Exploring the Correlation of Ischemia-Modified Albumin, Lipid Profile, and Blood Pressure with Obesity Severity in COPD Patients: A Cross-Sectional Study at LUMHS Jamshoro


  • Dr Rabia Uqaili Lecturer Physiology Jinnah Sindh Medical University (JSMU) Karachi, Sindh-Pakistan
  • Prof Salma Farrukh Memon Professor of Physiology Liaquat Universtiy of Medical and health Sciences, Jamshoro, Sindh-Pakistan
  • Dr Arsalan Ahmed Uqaili Assistant Professor Department of Physiology, Liaquat University of Medical and Health Sciences, Jamshoro Sindh-Pakistan
  • Dr Padma Rathore Assistant Professor, Physiology deptt SMC; JSMU
  • Dr Noor un Nina Assistant Professor , incharge Physilology department M.Phil in Physiology Jinnah Sindh Medical University Karachi
  • Dr Shakil Ahmed Shaikh Assistant Professor , Suleman Roshan Medical college Tando Adam, Sindh-Pakistan


Ischemia Modified Albumin, Increased BP, Lipid Profile, Obesity, Predictive Marker, COPD


Objectives: This study aimed to examine the associations between ischemia-modified albumin (IMA), lipid profile, blood pressure, and obesity severity in Chronic Obstructive Pulmonary Disease (COPD) patients.

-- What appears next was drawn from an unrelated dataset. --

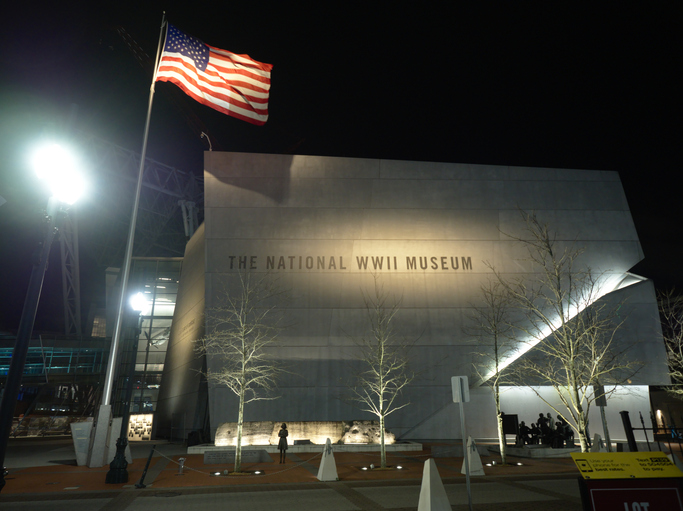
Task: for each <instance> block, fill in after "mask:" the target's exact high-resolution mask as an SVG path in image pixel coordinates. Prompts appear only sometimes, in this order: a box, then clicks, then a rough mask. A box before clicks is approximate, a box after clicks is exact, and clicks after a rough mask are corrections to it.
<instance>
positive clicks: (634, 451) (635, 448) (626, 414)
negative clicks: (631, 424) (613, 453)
mask: <svg viewBox="0 0 683 511" xmlns="http://www.w3.org/2000/svg"><path fill="white" fill-rule="evenodd" d="M619 415H621V422H622V423H623V424H624V432H625V433H626V441H627V442H628V449H629V451H631V452H638V444H636V437H635V436H634V435H633V426H631V418H630V417H629V416H628V412H627V411H626V410H624V411H621V412H619Z"/></svg>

Methodology: Conducted at the Physiology Department of Liaquat University of Medical and Health Sciences (LUMHS), Jamshoro, this cross-sectional study involved 200 obese COPD patients, with an equal distribution of males and females. Following ethical approval from the ERC LUMHS, participants underwent physical examinations and provided blood samples for analysis of IMA and lipid profiles using an ELISA-based microplate assay kit. The study classified obesity into Class I, II, and III, and data were analyzed using SPSS version 23.0.

Results: The distribution of obesity among participants was 59.0% in Class I, 21.0% in Class II, and 20.0% in Class III. Mean IMA levels increased with obesity severity, showing significant variations across classes (p<0.05). HDL levels decreased with increasing obesity, but without statistical significance (p>0.05). Significant variations were observed in LDL levels, peaking in Class II. No significant differences were found in triglyceride (TAG) and cholesterol levels across obesity classes. Additionally, diastolic BP, HDL, LDL, TAG, cholesterol, and BMI showed significant variations with IMA status, but systolic BP did not (p=0.15). There were negative correlations between HDL and IMA levels, and positive correlations of BMI, diastolic BP, LDL, TAG, and cholesterol with IMA levels.

Conclusion: A significant correlation was observed between ischemia-modified albumin levels and the severity of obesity, lipid profiles and diastolic blood pressure among patients with chronic obstructive pulmonary disease. Monitoring IMA levels may be essential for assessing and managing cardiovascular risks in obese COPD patients, according to these findings.